A pathway will take you to Middle Village Beach, which is a popular swimming spot. Readmond Township Park offers another public beach; both beaches are just off South Lamkin Road. You’ll find another public beach in Cross Village.
9. Good Hart
Good Hart is halfway between Harbor Springs and Cross Village. The Good Hart General Store that doubles as a post office is a good stop for meals, snacks, and Michigan 119-themed gifts. They are known for their cookies and pot pies. We can confirm that the cookies are a perfect road trip snack!
A Studio Shop is a seasonal gift shop located in a former trading post next to the Good Hart General Store in downtown Good Hart. They offer an eclectic mix of one-of-a-kind gifts.
10. Area Of The Old Council Tree
About 4 miles north of Good Hart, you’ll find the Area of the Old Council Tree. In the late 1700s, beneath a large tree — so big they used it as a navigational tool — tribal chiefs held many meetings.
11. Legs Inn
Legs Inn is a restaurant located at the end of the M-119 Tunnel of Trees in Cross Village. The structure, named for the iron stove legs trimming its roofline, is a Michigan State Historic Site open seasonally from mid-May through mid-October.

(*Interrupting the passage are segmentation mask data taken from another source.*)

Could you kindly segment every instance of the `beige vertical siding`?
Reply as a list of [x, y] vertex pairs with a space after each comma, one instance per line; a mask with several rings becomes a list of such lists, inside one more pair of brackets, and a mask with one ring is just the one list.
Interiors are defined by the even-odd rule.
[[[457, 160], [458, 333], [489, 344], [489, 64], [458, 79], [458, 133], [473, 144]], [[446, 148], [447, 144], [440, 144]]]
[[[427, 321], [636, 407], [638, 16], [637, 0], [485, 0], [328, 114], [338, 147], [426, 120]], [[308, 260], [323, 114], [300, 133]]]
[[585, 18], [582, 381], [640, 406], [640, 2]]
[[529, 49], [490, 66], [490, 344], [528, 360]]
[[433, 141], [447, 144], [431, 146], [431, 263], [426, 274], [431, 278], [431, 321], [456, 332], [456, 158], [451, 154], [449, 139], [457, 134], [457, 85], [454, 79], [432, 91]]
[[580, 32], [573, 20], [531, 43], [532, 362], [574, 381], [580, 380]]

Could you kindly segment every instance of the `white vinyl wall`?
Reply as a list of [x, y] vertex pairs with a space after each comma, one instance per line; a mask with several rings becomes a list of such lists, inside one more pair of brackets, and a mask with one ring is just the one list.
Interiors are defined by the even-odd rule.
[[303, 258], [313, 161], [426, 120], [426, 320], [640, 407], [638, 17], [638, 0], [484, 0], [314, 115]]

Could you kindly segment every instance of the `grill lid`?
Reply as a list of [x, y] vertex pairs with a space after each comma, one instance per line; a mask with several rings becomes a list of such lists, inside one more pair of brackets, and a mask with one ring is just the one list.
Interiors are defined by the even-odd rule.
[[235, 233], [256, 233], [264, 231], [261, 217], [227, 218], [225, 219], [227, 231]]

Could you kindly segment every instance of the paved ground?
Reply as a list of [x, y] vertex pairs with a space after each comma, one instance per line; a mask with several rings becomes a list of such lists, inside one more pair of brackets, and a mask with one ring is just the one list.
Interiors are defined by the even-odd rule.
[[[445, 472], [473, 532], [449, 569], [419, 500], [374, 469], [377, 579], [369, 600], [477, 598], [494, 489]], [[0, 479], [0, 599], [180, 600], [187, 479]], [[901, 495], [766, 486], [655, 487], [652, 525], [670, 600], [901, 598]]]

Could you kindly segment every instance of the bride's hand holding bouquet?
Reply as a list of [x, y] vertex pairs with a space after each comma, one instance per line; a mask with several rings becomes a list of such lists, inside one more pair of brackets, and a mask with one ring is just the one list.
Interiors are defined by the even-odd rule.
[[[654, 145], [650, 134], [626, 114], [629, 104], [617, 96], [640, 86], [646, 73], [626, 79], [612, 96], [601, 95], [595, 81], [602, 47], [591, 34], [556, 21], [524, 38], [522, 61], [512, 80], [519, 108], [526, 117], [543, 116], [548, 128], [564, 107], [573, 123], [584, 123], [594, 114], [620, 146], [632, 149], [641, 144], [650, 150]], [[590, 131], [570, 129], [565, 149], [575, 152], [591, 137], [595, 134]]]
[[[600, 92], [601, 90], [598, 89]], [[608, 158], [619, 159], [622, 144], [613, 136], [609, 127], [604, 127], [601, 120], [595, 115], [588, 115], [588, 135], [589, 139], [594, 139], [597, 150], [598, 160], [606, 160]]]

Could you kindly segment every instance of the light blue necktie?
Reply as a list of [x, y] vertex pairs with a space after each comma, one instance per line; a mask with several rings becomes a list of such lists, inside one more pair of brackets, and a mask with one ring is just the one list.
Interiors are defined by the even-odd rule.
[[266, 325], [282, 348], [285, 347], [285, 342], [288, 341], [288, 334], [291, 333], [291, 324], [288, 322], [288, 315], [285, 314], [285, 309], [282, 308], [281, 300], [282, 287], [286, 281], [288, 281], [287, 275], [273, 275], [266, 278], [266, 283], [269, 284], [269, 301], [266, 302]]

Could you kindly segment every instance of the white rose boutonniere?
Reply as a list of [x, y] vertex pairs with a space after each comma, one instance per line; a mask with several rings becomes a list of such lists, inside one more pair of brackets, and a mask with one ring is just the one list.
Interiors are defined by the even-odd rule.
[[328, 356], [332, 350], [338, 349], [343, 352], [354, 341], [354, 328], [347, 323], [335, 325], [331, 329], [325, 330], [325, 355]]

Their specialty is authentic Polish cuisine, so you’ll find pierogi, or Polish-style dumplings; kielbasa, or Polish smoked sausage with sauerkraut; and golabki, or cabbage rolls. You’ll also find some local Michigan favorites, like the smoked whitefish spread. Their house specialty is a blend of smoked Great Lakes whitefish, cream cheese, and seasonings served with crackers and bread.
This spot doesn’t accept reservations. We arrived just as they opened for lunch, so we didn’t wait for more than a few minutes. While you may have a wait, browsing the on-site gift shop will make the time pass quickly.
If you prefer to eat outdoors, there is an expansive outdoor dining garden with Lake Michigan views. Your wait could be over an hour, but the time will pass quickly in the charming outdoor waiting area, a large grassy area and garden with Adirondack chairs where you can take a drink from the bar and enjoy the flowers and the panoramic view of Lake Michigan. The space is so calming that you’ll be sorry when your table is ready!
Pro Tip: Weekdays along the Tunnel of Trees are less crowded than weekends. While the drive is short, try to take your time and make stops. If you’re prone to motion sickness, be prepared for the curves and slightly hilly terrain.